As a Party we are happy to be a social Party with a conscience and a social Party of action. I do not believe in talk and debate about this matter. I believe in doing something about it. As far as social development is concerned we are up to date, as we were in the 30s, 40s and 50s. We have consistently been the workers' Party and are proving ourselves to be so again in 1967 in regard to our new educational policy. This very fact proves that, along with being a Party concerned with making economic progress, we are also concerned with social progress and as long as I am a member of this Government this will be our attitude. Along with economic expansion I also think in a very positive way of the social progress and social improvements which can be made. That should be the attitude generally and most members will agree with that.

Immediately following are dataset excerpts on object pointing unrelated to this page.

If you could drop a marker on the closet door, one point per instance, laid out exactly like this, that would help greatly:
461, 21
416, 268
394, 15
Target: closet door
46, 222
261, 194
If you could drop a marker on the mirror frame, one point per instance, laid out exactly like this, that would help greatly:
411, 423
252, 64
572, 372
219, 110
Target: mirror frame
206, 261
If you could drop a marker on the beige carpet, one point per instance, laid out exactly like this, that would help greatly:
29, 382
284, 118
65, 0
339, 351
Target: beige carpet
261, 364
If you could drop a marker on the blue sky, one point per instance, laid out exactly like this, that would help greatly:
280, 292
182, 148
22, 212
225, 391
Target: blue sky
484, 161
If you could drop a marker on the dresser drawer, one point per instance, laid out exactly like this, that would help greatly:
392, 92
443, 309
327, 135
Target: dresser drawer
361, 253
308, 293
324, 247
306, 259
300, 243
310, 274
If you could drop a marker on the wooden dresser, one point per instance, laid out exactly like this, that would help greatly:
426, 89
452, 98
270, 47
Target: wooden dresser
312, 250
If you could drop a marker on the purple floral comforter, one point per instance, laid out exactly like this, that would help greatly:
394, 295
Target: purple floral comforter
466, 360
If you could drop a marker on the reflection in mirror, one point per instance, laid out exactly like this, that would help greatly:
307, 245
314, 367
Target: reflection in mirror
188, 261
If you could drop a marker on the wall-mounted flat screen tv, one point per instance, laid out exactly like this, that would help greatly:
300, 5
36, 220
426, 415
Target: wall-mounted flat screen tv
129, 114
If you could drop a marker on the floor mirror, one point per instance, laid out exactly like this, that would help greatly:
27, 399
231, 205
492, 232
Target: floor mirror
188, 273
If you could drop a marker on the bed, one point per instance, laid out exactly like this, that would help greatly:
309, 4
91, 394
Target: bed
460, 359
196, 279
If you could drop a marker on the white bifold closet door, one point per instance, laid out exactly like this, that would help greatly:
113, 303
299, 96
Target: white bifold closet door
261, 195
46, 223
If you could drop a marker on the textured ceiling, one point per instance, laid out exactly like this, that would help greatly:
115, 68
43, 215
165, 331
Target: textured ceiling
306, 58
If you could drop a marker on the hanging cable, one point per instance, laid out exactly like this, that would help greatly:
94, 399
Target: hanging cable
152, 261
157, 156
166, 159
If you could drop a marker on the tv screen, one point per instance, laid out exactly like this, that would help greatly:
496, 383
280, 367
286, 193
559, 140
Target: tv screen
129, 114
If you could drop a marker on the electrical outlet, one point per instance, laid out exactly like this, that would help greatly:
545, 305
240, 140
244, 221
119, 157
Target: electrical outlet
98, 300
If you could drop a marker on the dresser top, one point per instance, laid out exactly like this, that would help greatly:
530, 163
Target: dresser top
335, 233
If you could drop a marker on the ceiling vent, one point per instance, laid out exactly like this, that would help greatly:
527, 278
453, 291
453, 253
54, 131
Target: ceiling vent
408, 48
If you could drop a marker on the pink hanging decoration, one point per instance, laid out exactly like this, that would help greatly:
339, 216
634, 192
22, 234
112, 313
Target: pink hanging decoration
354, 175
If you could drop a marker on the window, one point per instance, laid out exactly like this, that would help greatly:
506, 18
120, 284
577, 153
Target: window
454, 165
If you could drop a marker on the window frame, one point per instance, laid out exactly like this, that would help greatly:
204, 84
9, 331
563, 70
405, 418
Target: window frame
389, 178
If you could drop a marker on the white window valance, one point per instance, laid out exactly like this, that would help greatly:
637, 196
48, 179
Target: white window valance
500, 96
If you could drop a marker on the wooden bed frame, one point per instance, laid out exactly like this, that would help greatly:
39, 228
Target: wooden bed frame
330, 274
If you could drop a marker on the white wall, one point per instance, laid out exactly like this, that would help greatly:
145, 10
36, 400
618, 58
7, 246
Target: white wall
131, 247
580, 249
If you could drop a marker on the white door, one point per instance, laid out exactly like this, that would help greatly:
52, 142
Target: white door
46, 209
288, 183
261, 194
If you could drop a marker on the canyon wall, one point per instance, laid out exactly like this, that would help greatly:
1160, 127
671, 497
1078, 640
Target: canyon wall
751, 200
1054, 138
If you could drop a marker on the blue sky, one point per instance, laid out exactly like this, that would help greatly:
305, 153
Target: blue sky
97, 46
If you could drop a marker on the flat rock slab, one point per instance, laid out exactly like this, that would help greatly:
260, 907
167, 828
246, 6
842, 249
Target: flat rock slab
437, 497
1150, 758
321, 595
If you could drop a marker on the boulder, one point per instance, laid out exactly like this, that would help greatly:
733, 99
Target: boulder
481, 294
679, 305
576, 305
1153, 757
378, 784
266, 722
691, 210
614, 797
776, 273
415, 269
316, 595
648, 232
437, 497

All I would say in conclusion is that we have proved ourselves largely to be a stage ahead of the other political Parties in this particular aspect which is essentially a matter for the people to decide. The people have decided so far in a certain direction and they will continue to decide in that way.

I should like to mention that the Minister for Finance has a heavy flu and that that is why I am here.

We understand that; we wish him well.

Question put and agreed to.
Agreed to take remaining Stages today.
Bill put through Committee, reported without recommendation, received for final consideration and ordered to be returned to the Dáil.

Sul a gcuirim an Seanad ar ath-ló ba mhaith liom beannachtaí na Nollag agus na h-aithbhliana a ghuí do gach Seanadóir, don Chléireach agus don Leas-Chléireach. Gach beannacht agus rath go raibh oraibh go léir.

The Seanad adjourned at 4.30 p.m. sine die.